= OER Project =

Project for global teaching of Big History

OER Project is a non-profit open educational resources provider co-founded in 2011 by Bill Gates and David Christian. Originally known as Big History Project (BHP), the titular course was intended to enable the global teaching of the subject of Big History, which has been described as "the attempt to understand, in a unified way, the history of Cosmos, Earth, Life and Humanity." The company rebranded as OER Project in 2019 and now offers World History Project, Climate Project, and other courses in addition to the original BHP curriculum.

==History of OER Project==
Bill Gates became interested in the topic when he heard "Big History: The Big Bang, Life on Earth, and the Rise of Humanity," a 48-lecture course taught by David Christian and published by The Teaching Company. For Gates, "he [Christian] really blew me away. Here's a guy who's read across the sciences, humanities, and social sciences and brought it together in a single framework. It made me wish that I could have taken big history when I was young, because it would have given me a way to think about all of the school work and reading that followed. In particular, it really put the sciences in an interesting historical context and explained how they apply to a lot of contemporary concerns."

After Gates and Christian met to discuss the lectures, the genesis of the Big History Project occurred. They founded the project, and developed a team to achieve their stated goal, "to get Big History taught to as many students around the world as possible".

Big History Project was launched at the 2011 TED conference at Long Beach, California on 2 March 2011. David Christian presented an 18-minute lecture outlining big history and the intention of creating a global online delivery of a classroom-tested course aimed at 9th grade students.
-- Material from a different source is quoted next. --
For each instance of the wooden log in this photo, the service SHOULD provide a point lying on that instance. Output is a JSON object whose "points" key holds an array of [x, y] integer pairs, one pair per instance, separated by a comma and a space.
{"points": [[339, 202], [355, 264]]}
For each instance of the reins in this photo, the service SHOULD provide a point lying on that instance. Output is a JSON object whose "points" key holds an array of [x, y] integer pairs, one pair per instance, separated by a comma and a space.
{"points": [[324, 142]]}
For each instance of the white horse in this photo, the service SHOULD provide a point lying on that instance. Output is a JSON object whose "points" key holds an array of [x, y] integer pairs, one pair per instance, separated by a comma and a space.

His presentation was part of the Bill Gates-curated "Knowledge Revolution" section of the conference.

In 2019, BHP launched a second course, World History Project (WHP), and announced that the organization had rebranded as OER Project to reflect their expanded catalogue. OER Project has subsequently added a variety of history and climate education courses and announced in 2022 that over one million students had accessed its materials during its first decade in operation.

==Project team==
BHP's initial academic advisers were:

1. Bob Bain, Associate Professor at the University of Michigan, Ann Arbor
2. Marnie Hughes-Warrington (Pro-Vice Chancellor, Monash University, Melbourne)
3. Tracy Sullivan (Director of the Australian History Museum at Macquarie University, Sydney)
4. Sal Khan (founder and executive director of the Khan Academy).
Bain and Trevor Getz (San Francisco State University) are OER Project's current academic leads, and the advisory board now comprises more than 20 predominantly US-based academics and educators.

==Initial pilot program==
Prior to launch, seven schools were selected for the initial classroom pilot phase of the project. In the United States, San Diego High School of International Studies (California); The Rivers School (Massachusetts); Northville High School (Michigan); Greenhills High School (Michigan) and Lakeside School (Washington) taught Big History Project in the 2011/12 school year. In Australia, Narara Valley High School in New South Wales and Nossal High School in Victoria taught the course in their 2012 school year.